The following guidelines, checks and protocol documenting from the side of the data producer can add significant value to datasets for data reuse:
- Include and double-check all links to data repositories in submitted manuscript and proofread before publication
- Avoid “Contact corresponding author for data” statements.
- Make sure the raw and processed datasets are saved in an accessible location (preferably with redundancy) for the corresponding author to share if needed
- When possible, include sample names and identifier information to data file names for ease of access (in addition to GEO names)
- Clearly state any applicable ownership rights
- Clearly state how the data was generated
- Document in detail the sample type and collection methods: * Developmental stage, * Organ/tissue/cell types (can include illustrations), * Time of sampling, * Sample storage, * Sample preparation, * Other pertinent details.
- Specify whether the sequence was generated from single-end or paired-end sequencing.
- Make sure to differentiate which sample sequences are biological replicates and which are technical replicates within different sequencing lanes.

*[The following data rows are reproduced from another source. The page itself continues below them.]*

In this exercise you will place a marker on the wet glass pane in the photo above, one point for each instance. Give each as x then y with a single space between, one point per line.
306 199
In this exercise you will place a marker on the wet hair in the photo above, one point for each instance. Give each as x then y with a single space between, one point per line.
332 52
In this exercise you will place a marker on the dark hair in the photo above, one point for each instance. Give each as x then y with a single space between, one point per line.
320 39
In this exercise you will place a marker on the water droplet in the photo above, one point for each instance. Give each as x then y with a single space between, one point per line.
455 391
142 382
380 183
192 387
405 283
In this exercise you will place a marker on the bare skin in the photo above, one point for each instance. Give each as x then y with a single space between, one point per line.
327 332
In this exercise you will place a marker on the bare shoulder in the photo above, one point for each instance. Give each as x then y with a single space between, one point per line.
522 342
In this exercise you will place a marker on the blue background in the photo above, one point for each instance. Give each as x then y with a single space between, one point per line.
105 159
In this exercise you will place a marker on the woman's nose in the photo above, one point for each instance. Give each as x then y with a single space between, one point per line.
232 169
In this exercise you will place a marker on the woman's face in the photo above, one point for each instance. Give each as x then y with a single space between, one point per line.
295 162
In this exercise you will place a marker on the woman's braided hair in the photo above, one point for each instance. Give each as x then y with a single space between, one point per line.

- Indicate the type of sequencing chemistry employed, such as Illumina or ONT, and include all relevant technology information.
- Provide comprehensive information about the bioinformatics software used, including specific steps involved in the analysis.
- If possible, provide a link to the used code on GitHub or other platform, avoid “Contact corresponding author for used custom code” statements.
- Include a data key indicating the relationship between the sample metadata and the data location in the public repository.
- Do not upload large amounts of raw or processed data only in the supplementary files, make sure it is deposited to the appropriate repository (i.e., avoid .csv, .tsv, .pdf for sequencing data).
- Use the most common format for the data type and make different formats available when possible (e.g., FASTAQ and .GFF3)
- Think about what formats the dataset would most likely need to be interconverted in order to be (re)used and provide that format.
- Utilize published metadata format standards for that file format, if available.
- Do you have the storage capacity to store the dataset(s)?
- Do you have the computational power to reuse/analyze the datasets?
- Do you have the computational skills to reuse/analyze the datasets? If the answer to any of the questions above is no, seek assistance from your institution and colleagues. Universities often have cluster cloud computing capabilities. Seek education in the form of computational biology and bioinformatics courses, many can be found online.